- Born: 27 March 1934 Tortona, Piedmont, Kingdom of Italy
- Died: 17 March 2019 (aged 84) Aglientu, Sardinia, Italy
- Occupations: Composer; singer-songwriter; record producer;
- Years active: 1960s–1980s

= Enrico Riccardi =

Italian composer and record producer (1934–2019)

Enrico Riccardi (27 March 1934 – 17 March 2019) was an Italian composer, singer-songwriter and record producer.

== Life and career ==
Born in the Piedmontese city of Tortona in 1934, Riccardi started his career as a singer-songwriter in the early 1960s, using the stage name Rico Riccardi. He later was a member of Gianni Morandi's backing band. He had his breakout with "Zingara", a song he composed with Luigi Albertelli which won the nineteenth edition of the Sanremo Music Festival, with a double performance by Bobby Solo and Iva Zanicchi. In 1970, he started a long collaboration with Drupi, for whom he penned the major hits "Vado via", "Piccola e fragile", "Sereno è..." and "Sambariò". He also had a long professional association with Mina, for whom he wrote "Fiume azzurro", "Ma che bontà", "Uomo" and "Uappa", among others. Artists with whom he collaborated as a songwriter also include Petula Clark, Patty Pravo, Caterina Valente, Loredana Berté, Caterina Caselli, Johnny Dorelli, Dik Dik, Marisa Sannia, and Donatello.

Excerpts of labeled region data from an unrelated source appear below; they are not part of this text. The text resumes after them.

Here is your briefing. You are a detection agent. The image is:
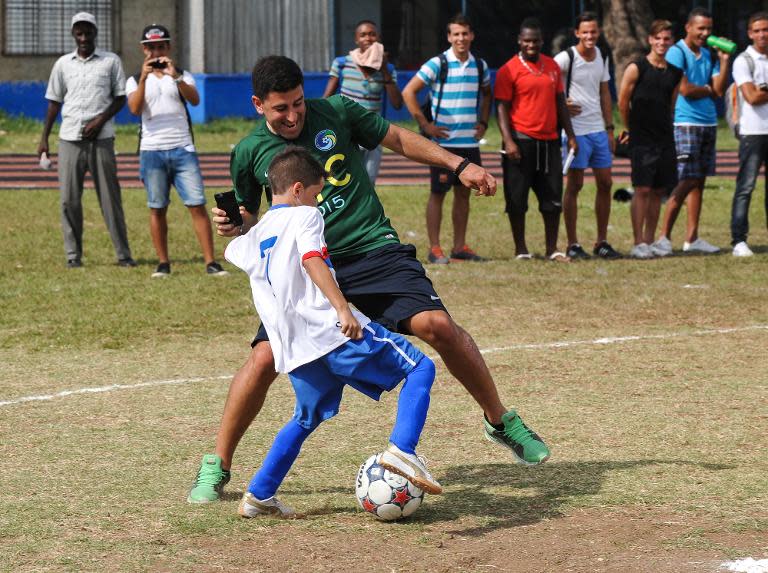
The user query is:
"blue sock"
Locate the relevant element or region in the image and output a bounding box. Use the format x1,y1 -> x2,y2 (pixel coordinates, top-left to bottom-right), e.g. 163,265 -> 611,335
389,356 -> 435,454
248,420 -> 312,500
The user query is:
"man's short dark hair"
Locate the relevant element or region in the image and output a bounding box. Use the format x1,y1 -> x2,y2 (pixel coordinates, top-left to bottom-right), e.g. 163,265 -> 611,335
445,12 -> 472,34
747,11 -> 768,30
251,56 -> 304,100
687,6 -> 712,23
574,11 -> 599,30
520,18 -> 541,33
269,145 -> 326,195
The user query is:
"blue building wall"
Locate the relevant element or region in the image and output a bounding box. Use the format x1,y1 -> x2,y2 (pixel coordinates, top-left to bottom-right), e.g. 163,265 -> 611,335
0,70 -> 496,123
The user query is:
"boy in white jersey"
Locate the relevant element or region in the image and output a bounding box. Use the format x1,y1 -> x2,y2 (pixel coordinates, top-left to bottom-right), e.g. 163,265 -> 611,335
224,146 -> 442,517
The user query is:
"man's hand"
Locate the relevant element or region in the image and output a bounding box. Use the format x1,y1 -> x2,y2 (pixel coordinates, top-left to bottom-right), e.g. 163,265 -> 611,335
83,114 -> 107,139
421,122 -> 448,139
565,98 -> 581,117
211,205 -> 248,237
459,163 -> 496,197
338,306 -> 363,340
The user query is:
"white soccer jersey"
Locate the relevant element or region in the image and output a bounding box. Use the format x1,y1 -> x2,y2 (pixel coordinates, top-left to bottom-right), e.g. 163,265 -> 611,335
224,205 -> 370,372
555,48 -> 611,135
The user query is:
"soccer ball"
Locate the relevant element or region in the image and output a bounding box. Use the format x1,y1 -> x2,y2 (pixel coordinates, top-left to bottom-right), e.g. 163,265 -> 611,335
355,454 -> 424,521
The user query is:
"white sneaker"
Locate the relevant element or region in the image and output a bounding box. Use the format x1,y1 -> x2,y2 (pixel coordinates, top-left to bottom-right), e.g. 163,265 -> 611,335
237,491 -> 299,519
651,237 -> 672,257
683,238 -> 720,253
629,243 -> 653,259
376,443 -> 443,494
733,241 -> 755,257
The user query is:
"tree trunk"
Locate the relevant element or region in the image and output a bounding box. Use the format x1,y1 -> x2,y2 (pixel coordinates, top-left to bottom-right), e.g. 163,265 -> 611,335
601,0 -> 653,89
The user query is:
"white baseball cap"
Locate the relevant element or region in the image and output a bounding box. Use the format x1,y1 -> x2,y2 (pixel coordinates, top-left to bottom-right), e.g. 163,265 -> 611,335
72,12 -> 98,28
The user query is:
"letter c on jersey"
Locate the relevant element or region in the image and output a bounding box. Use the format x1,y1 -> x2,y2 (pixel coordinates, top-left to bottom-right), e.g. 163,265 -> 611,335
324,153 -> 352,187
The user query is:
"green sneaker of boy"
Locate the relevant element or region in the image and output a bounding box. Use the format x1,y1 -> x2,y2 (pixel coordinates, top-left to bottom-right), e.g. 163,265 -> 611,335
485,410 -> 549,466
187,454 -> 231,503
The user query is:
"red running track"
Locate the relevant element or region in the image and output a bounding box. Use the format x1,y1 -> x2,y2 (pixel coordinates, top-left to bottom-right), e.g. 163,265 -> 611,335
0,151 -> 739,189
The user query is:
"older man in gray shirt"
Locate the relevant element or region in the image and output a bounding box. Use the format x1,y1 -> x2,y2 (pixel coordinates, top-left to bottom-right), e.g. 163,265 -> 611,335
37,12 -> 136,268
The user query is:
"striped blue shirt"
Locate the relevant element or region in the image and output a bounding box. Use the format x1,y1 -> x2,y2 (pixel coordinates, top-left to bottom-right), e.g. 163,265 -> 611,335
330,55 -> 397,114
417,48 -> 491,147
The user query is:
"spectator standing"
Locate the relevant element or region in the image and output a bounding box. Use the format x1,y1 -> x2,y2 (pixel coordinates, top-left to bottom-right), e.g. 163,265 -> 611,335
126,24 -> 228,277
37,12 -> 136,269
555,12 -> 621,260
656,8 -> 728,254
619,20 -> 683,259
323,20 -> 403,185
731,12 -> 768,257
403,14 -> 491,264
494,18 -> 578,262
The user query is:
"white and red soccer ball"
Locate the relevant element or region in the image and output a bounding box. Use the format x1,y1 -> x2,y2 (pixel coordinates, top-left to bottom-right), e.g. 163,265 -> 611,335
355,454 -> 424,521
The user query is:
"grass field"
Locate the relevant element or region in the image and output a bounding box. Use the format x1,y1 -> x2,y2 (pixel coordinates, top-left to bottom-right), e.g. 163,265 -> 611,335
0,175 -> 768,572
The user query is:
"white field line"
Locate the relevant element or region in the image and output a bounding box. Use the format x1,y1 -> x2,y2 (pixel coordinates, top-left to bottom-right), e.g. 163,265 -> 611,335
0,324 -> 768,407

In 1976, Riccardi co-founded the record label Real Music with Drupi and Albertelli. His main successes as a producer were Milva's "La filanda" and Mal's "Parlami d'amore Mariù". In 1980, he recorded his only album as a singer-songwriter, "Parapapà". In the 1980s, he focused on television, composing background music and theme songs for series and variety shows. He also composed incidental music for several stage plays by Giorgio Strehler.

Riccardi died in Aglientu, in the Gallura region of Sardinia, in March 2019. He had permanently moved there three decades earlier.